El jueves pasado se presentaron más de 600 indicaciones al emblemático proyecto de ley de educación superior. Esto solo refleja la dura y entrampada tramitación que ha tenido la iniciativa, la que acaba de ser declarada única prioridad legislativa en el primer comité político del año. Si bien se requiere tiempo para analizar los alcances del proyecto tras los cambios que propuso el gobierno, un análisis inicial permite dar cuenta que se trata de una iniciativa diferente a la presentada en un principio por La Moneda, cuestión que demuestra que el Mineduc entendió parte de las innumerables e incesantes críticas.

En pocas palabras, las indicaciones del Ejecutivo parecen mostrar la intención de lograr ciertos consensos en áreas específicas. Aunque se sigue estableciendo un excesivo control estatal de la educación superior, permanecen varias limitaciones a la diversidad de proyectos, y lo que es más grave, se insiste en la cobertura universal de la gratuidad; se crean espacios interesantes de debate. Si estos son aprovechados por el Senado, es posible que tengamos un proyecto menos perjudicial que todo lo que el gobierno ha sugerido anteriormente. Obviamente, el diablo está en los detalles, y esa discusión pendiente se torna cada vez más relevante.

Para valorar este cambio, es necesario mirar la discusión y tramitación de la iniciativa, incluso antes de la gratuidad. El gobierno pensó, entre otras cosas, en forzar a las universidades a tener un gobierno "triestamental" en el cual alumnos, funcionarios y académicos se repartieran el poder en partes iguales. Se le daba a la superintendencia la atribución de vigilar la "viabilidad académica" de las instituciones: un burócrata decidiría si acaso es académicamente viable una carrera de antropología, o no. Se buscó reemplazar la Comisión Nacional de Acreditación por un control centralizado del aseguramiento de la calidad, que no incluiría la autoevaluación de las propias instituciones, despreciando la experiencia acumulada y contra toda evidencia nacional e internacional. Por suerte, todas estas propuestas quedaron atrás: después de dos años de fiebre, parece que los paños fríos (y la derrota electoral) están haciendo efecto.

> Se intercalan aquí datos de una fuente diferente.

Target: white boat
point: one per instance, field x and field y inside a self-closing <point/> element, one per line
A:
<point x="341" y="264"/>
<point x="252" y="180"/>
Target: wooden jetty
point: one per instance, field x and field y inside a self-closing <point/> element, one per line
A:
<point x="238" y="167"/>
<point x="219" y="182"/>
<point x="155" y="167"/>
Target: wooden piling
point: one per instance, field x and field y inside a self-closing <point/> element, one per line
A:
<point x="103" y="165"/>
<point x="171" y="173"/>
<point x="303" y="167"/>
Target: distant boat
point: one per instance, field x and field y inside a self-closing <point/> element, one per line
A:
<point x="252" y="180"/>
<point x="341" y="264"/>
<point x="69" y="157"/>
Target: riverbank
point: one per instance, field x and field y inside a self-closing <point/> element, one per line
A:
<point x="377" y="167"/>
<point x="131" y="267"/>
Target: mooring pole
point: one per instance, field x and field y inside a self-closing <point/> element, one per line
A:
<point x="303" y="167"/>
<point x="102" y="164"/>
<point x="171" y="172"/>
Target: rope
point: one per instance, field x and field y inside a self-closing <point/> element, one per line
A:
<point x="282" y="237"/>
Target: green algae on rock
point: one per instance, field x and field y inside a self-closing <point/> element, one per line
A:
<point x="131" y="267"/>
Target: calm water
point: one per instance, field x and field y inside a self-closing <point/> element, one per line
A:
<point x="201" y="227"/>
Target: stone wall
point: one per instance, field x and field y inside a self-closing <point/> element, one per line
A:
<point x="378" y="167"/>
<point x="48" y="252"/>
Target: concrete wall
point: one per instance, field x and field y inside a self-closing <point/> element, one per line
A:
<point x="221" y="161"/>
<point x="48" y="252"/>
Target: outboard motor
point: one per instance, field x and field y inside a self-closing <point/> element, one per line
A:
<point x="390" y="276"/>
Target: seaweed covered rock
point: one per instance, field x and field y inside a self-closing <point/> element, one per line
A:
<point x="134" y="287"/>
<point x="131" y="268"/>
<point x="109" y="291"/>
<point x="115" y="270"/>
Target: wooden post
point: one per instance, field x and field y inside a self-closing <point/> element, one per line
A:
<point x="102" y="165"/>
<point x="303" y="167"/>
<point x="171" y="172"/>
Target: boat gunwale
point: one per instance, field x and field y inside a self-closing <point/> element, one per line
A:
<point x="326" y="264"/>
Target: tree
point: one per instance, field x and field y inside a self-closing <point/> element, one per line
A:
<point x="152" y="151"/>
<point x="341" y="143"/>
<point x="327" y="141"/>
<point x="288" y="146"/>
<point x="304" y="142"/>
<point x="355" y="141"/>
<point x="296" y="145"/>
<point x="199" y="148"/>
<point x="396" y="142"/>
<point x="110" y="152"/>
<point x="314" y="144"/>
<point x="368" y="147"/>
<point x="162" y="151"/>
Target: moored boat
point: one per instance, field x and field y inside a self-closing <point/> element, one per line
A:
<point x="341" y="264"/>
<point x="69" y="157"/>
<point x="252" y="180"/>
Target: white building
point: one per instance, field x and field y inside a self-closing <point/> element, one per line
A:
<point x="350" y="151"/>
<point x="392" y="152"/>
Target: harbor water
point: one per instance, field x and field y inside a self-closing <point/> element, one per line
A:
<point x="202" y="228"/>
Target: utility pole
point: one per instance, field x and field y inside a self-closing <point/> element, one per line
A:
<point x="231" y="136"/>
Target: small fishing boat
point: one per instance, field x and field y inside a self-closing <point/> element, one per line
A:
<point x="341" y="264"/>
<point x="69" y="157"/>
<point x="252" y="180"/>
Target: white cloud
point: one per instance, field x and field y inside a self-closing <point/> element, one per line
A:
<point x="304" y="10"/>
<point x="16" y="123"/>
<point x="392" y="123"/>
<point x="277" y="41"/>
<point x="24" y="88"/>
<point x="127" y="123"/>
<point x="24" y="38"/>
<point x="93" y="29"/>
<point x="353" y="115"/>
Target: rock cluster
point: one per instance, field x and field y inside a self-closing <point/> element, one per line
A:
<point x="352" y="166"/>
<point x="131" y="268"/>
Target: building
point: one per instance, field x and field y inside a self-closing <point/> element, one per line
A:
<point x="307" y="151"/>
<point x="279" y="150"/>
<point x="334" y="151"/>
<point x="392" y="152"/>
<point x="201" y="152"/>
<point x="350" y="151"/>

A pesar de lo anterior, hay ciertas ideas que se niegan a morir, y bien podrían causar el estancamiento de nuestro sistema de educación superior. En primer lugar, la fijación centralizada de aranceles, determinada más o menos arbitrariamente por la autoridad política, someterá a las instituciones adheridas a la gratuidad a una dependencia total del fisco, más aún cuando se insiste en fijar precios para estudiantes no gratuitos. Permitir que el Estado sea el único financista de la universidad es entrar en un camino de servidumbre del cual es casi imposible salir. En segundo lugar, el proyecto sigue entendiendo a la educación superior como un commodity, estandarizado y fácilmente reproducible, cuando sabemos que cada institución tiene un proyecto único y que la diversidad es parte de la riqueza de nuestro sistema.

Es fundamental entonces, y a eso debe apuntar el resto de la tramitación: evitar en todo lo posible la fijación de aranceles, acotar el beneficio de la gratuidad para el 60% más vulnerable y evitar el control centralizado del sistema de admisión. Para ello, se necesitan más de tres semanas.